Vlads: Kurt ne peut pas dire non, nous n'avons pas de priorités, les occidentaux l'ont.

L'ancien politicien Azem Vlasi a déclaré que l'idée de l'échange de territoires ne devrait pas être prise en considération dès lors que le dialogue avec la Serbie est discuté.

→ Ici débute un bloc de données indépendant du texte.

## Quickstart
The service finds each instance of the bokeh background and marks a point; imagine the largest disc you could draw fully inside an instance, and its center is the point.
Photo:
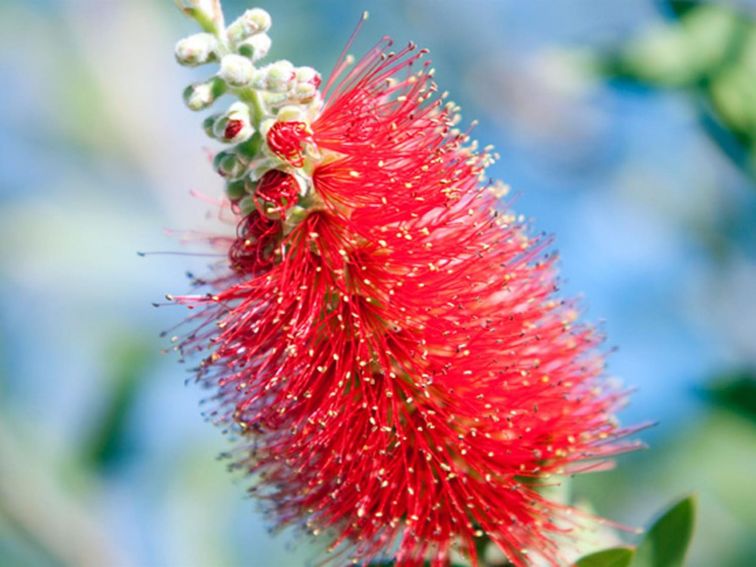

Vlasi dit que d'autres États reconnaissent le Kosovo avec ses frontières actuelles et qu'il serait imprudent de parler de frontières lorsque la Serbie [...]
Vlasi dit que d'autres États reconnaissent le Kosovo avec ces frontières qu'il a maintenant et qu'il ne serait pas sage de parler de frontières lorsque la Serbie ne reconnaît pas le Kosovo. Il a déclaré que le dialogue est une priorité, car il est fixé par les internationaux.
“Nous n'avons aucune priorité, les Occidentaux ont priorité. Je suis souvent promu par les médias avec mes idées. En tant que citoyen conscient du Kosovo, je suis prêt à contribuer. Le dialogue entre les deux États, il faut d'abord savoir quel dialogue n'est pas nécessaire. Il ne s'agit pas d'une question de citoyenneté. Mais il faut des principes”, dit-il.
“L'UE est un médiateur. Tu ne poses pas de principes. Nous devrions avoir des principes en tant que parti, et il n'y a pas de différences entre nous. C'était comme une idée quand un homme médite, mais il ne passe pas. Nous avons fait le pays avec ces frontières. Un jour où il y a reconnaissance mutuelle entre les deux pays, on peut apprendre une légère différence sur les frontières. Maintenant en Hollande après 100 ans, ils l'ont fait. Mais la Serbie ne vous reconnaît pas comme un État. Et maintenant le monde nous a connus sur ces frontières. On ne peut pas y aller. Lorsque Presevo Valley a été mentionné, les Serbes n'aiment pas la frontière à Leposaviq. Mais dans Iber. Ils prennent vos ressources. Le roman de Trepcen. Les États ont fait la guerre à ces biens”, a-t-il ajouté.